Cybercriminal group Lizard Squad has threatened to publicly release data it allegedly obtained over the weekend from an attack on servers belonging to Malaysia Airlines.
In a tweet Sunday, the group promised to “dump some loot” from the attack soon, even as the airline company downplayed the incident and insisted passenger and reservation information had not been compromised.
Lizard Squad claimed responsibility for redirecting visitors from MalaysiaAirlines.com to a Web page containing an image of a lizard wearing a bow tie, monocle and top hat headlined, “404–Plane Not Found.” Under the image was a message proclaiming that the site had been “Hacked by Lizard Squad-Official Cyber Caliphate.”
Some media reports, including one from the Wall Street Journal, noted that at one point over the weekend, MalaysiaAirlines.com visitors were greeted with a message proclaiming “ISIS Will Prevail.” The Web page contained a photo of a Malaysia Airlines plane and the “404–Plane Not Found” message, apparently referring to MH370, the Malaysia Airlines flight that disappeared without a trace last year.
Malaysia Airlines Downplays Incident
In a prepared statement on Facebook, beleaguered Malaysia Airlines acknowledged cybercriminals had compromised its Domain Name System (DNS) and succeeded in redirecting visitors to a malicious site. The airline said it resolved the issue with its service provider and expected the site to be fully restored in 22 hours.
However, the company maintained its website had not been hacked and claimed that its booking and customer data were not affected by the incident. In response, Lizard Squad claimed it would release data to prove it did break into the airline’s servers.
“We would like to point out that @MAS is lying about user data not being compromised,” Lizard Squad tweeted, adding that users should refer to an image Lizard Squad previously published online that purportedly showed details of a passenger’s flight itinerary booked on Malaysia Airlines.

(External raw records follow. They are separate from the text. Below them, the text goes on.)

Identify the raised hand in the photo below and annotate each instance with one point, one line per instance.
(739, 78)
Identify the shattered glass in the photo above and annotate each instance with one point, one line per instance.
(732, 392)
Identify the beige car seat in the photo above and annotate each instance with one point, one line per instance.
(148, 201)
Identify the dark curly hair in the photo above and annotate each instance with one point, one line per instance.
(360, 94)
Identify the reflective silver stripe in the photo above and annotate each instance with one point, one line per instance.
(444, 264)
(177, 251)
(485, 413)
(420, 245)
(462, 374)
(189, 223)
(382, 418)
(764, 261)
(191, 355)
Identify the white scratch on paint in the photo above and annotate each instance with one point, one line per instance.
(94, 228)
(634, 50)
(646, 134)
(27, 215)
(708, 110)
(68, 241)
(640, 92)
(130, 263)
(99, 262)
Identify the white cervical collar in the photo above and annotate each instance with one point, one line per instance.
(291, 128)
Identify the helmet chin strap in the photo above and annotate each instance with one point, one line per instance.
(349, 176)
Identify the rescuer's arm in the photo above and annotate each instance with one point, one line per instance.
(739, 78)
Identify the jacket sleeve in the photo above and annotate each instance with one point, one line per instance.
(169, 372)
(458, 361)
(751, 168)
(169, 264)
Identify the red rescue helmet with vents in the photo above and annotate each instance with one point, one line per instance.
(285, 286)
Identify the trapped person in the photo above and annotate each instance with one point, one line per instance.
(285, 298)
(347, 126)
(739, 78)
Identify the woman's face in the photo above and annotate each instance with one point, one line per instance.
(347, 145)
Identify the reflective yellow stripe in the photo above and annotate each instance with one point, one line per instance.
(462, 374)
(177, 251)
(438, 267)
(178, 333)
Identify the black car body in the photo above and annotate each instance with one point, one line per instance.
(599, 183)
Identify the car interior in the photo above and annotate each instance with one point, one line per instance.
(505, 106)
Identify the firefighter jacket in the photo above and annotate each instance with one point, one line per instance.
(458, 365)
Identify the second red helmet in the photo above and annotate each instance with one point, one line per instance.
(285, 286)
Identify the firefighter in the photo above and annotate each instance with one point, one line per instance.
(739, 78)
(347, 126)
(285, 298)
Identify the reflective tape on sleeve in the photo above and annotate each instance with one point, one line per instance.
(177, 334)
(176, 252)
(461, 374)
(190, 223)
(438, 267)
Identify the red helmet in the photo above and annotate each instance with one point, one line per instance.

In another tweet, the group taunted the airline company, saying, “@MAS Are you really that clueless? Wait until we package this nice present for you.”
Malaysia newspaper The Straits Times said it spoke to the individual referenced in the Lizard Squad tweet and confirmed he had made a reservation with Malaysia Airlines. The newspaper claimed Malaysia International and Trade Industry Minister Mustapa Mohamed was among the individuals whose itinerary was illegally accessed by the cybercriminals.
Motive Remains Unclear
It is unclear why Lizard Squad, which has claimed a link in the recent attack on Sony Pictures Entertainment, has apparently made Malaysia the latest target of its hacktivist attacks. The airline company has suffered two catastrophic crashes this year, with each one resulting in the death of all passengers and crew.

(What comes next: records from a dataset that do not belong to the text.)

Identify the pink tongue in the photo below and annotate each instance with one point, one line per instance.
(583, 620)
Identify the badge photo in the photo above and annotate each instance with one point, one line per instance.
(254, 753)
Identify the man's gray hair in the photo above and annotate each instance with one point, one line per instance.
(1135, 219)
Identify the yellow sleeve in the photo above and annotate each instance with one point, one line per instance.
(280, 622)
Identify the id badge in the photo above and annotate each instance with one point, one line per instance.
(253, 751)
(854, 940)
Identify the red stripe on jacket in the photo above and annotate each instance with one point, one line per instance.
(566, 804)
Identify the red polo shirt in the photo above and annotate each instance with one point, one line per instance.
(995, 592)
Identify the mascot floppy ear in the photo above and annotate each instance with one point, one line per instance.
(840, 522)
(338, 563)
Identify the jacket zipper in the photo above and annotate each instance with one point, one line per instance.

According to the Wall Street Journal report, two Twitter handles that were included in the images that greeted visitors to the hacked MalaysiaAirlines.com site suggest the incident may somehow be an attempt to settle scores with a U.S. video game-hosting company.
One of the Twitter handles is associated with a man employed by the video game firm, while the other belongs to the chief executive of the company. One of them was quoted as saying he was not involved in the attack in any way and had no idea why Lizard Squad had posted his Twitter handle.

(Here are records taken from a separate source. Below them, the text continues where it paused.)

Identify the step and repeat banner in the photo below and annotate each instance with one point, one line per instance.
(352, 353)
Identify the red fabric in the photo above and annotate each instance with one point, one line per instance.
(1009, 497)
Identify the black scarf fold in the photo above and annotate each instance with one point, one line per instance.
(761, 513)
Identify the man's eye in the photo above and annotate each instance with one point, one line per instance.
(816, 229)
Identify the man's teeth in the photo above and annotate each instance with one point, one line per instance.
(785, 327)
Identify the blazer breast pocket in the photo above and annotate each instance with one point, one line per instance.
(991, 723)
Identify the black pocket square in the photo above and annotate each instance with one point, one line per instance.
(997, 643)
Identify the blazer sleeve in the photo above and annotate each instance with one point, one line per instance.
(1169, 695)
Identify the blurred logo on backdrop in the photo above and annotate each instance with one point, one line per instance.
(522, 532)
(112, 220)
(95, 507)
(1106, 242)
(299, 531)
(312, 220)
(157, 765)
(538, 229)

Trey Ford, global security strategist at Rapid7, said in an email that a review of the event timeline validates Malaysia Airlines’ claim its DNS was compromised.
“I have no hesitation in believing the systems managed by the airline were not impacted or undermined in the course of this event,” Ford said. The incident is embarrassing for Malaysia but is unlikely to cause much damage operationally.
“This strikes me as an attack of opportunity more than a focused compromise,” he said.